How the value is allocated to the children (and in fact all
descendants) is decided by the allocation policy. In this case, we
specified EQUAL_ALLOCATION
, which means that all atomic cells have
the same value.
An atomic cell is the finest grained value that can be viewed multidimensionally; for this cube, it is an instance of a particular customer buying a particular product, on a particular promotion, on a particular day, in a particular store. That makes for an awful lot of of atomic cells, but there may be fewer atomic cells than fact table rows. If the fact table does not have a primary key on (customer, product, time, promotion, store) some cells may have more than one fact table row.
If instead we had written
cell.setValue(23597, AllocationPolicy.EQUAL_INCREMENT);
the query would have returned
[Product] [Unit Sales]
========================= ============
(All) 265,773
+ Drink 23,597
+--+ Alcoholic Beverages 6,560
+--+ Beverages 13,022
+--+ Dairy 4,015
+ Food 191,940
+ Non-Consumable 50,236
We notice that Beverages
has not been reduced as much under
EQUAL_INCREMENT
policy than EQUAL_ALLOCATION
policy; the average
value for atomic cells of Beverages must be greater than for Drink as
a whole.
Allocation policies are defined consistent with Analysis Services’
UPDATE CUBE statement.
Mondrian does not currently implement
WEIGHTED_ALLOCATION
or WEIGHTED_INCREMENT
policies.
Treating scenarios as a dimension is an elegant and powerful
idea. Using the Scenario
dimension, you can easily switch from one
scenario to another, or you can compare scenarios side-by-side.

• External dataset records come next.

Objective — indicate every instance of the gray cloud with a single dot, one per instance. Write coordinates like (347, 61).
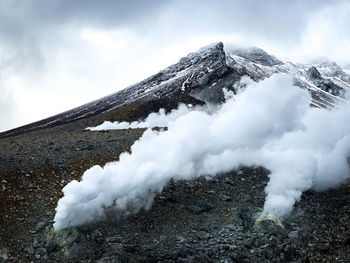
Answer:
(42, 41)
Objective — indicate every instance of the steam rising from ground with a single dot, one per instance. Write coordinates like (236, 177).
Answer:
(160, 119)
(268, 124)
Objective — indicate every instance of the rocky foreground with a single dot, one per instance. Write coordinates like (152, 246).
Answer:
(199, 220)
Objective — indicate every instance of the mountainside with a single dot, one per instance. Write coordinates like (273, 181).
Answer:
(203, 75)
(196, 220)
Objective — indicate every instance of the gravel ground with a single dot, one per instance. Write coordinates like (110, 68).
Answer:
(190, 221)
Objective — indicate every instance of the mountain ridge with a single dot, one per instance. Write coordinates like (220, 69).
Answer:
(203, 75)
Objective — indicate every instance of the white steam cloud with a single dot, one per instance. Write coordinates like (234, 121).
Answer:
(270, 124)
(160, 119)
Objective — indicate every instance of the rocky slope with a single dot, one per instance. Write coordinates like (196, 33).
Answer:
(190, 221)
(203, 75)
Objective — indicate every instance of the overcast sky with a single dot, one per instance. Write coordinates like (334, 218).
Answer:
(59, 54)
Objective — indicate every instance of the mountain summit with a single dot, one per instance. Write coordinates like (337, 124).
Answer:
(203, 75)
(236, 105)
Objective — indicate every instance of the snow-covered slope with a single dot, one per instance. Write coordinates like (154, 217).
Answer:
(326, 81)
(204, 75)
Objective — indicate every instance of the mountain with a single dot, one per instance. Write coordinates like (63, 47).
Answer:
(194, 220)
(201, 76)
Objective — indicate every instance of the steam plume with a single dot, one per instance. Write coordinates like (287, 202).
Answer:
(270, 124)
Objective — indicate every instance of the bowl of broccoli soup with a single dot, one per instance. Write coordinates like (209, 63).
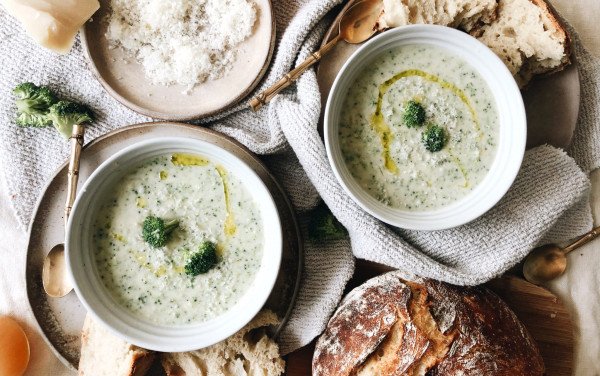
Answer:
(425, 127)
(174, 244)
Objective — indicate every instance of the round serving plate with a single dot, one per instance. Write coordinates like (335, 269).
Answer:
(61, 319)
(551, 102)
(123, 78)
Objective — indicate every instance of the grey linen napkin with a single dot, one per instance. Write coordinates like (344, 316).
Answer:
(548, 202)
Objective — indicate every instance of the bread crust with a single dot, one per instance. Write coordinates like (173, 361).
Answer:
(438, 329)
(104, 354)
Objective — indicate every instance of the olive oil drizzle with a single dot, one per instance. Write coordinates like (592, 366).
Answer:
(383, 129)
(183, 159)
(229, 227)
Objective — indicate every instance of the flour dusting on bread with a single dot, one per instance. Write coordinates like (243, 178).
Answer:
(438, 329)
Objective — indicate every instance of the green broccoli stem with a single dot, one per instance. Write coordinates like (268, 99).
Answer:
(171, 225)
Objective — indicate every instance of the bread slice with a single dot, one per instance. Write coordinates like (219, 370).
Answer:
(528, 37)
(525, 34)
(249, 352)
(467, 15)
(103, 354)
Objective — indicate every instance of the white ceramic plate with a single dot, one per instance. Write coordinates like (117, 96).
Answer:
(512, 128)
(98, 300)
(124, 79)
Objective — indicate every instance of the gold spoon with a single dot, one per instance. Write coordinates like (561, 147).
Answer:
(549, 261)
(55, 278)
(358, 24)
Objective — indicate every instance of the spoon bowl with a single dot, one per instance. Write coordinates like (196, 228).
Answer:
(55, 278)
(544, 264)
(358, 23)
(549, 261)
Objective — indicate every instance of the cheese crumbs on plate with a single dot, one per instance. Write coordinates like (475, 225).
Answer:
(183, 42)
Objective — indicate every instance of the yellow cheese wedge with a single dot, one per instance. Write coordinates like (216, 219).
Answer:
(52, 23)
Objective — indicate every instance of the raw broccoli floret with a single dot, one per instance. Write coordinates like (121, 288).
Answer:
(324, 226)
(33, 120)
(33, 103)
(434, 138)
(32, 98)
(65, 114)
(414, 114)
(157, 232)
(203, 260)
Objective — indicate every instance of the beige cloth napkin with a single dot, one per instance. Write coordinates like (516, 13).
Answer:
(582, 273)
(579, 287)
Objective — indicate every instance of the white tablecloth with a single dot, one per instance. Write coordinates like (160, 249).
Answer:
(578, 288)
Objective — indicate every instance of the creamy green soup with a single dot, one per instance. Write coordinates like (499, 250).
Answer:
(388, 158)
(211, 204)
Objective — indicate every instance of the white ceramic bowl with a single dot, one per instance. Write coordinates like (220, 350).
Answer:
(512, 133)
(96, 298)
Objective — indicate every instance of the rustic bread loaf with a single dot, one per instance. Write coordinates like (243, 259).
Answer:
(389, 326)
(103, 354)
(249, 352)
(525, 34)
(467, 15)
(528, 37)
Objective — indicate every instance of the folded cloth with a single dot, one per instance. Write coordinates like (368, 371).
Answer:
(549, 200)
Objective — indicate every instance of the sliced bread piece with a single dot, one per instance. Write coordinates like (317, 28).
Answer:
(249, 352)
(528, 37)
(103, 354)
(467, 15)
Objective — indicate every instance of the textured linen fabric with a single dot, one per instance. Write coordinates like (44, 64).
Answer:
(549, 200)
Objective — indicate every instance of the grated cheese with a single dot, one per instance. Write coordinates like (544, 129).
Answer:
(183, 42)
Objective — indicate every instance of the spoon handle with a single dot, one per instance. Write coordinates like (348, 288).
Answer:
(593, 234)
(264, 97)
(76, 140)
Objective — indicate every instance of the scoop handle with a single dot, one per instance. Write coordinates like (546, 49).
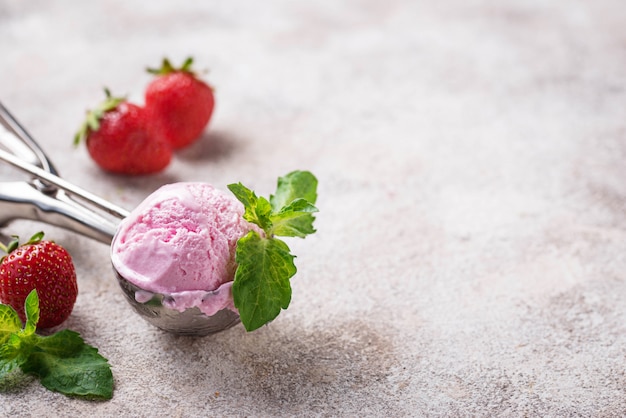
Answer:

Note that you can also set a connection’s current scenario. This
effectively becomes the default value for the Scenario
dimension in
that connection, so you do not need to specify Scenario in the
slicer. However, there still needs to be an explicit scenario in the
context when you call Cell.setValue()
. I’m not sure whether the
benefit of having a scenario for a connection outweighs the
benefit/confusion, and we may discontinue this feature.
Remember, this is still an experimental feature. There is some cleanup to be done, some performance tuning, and the API needs to be moved into olap4j. But most importantly, it’s not useful until a user interface, such as PAT or JPivot, supports scenarios and modifying cell values.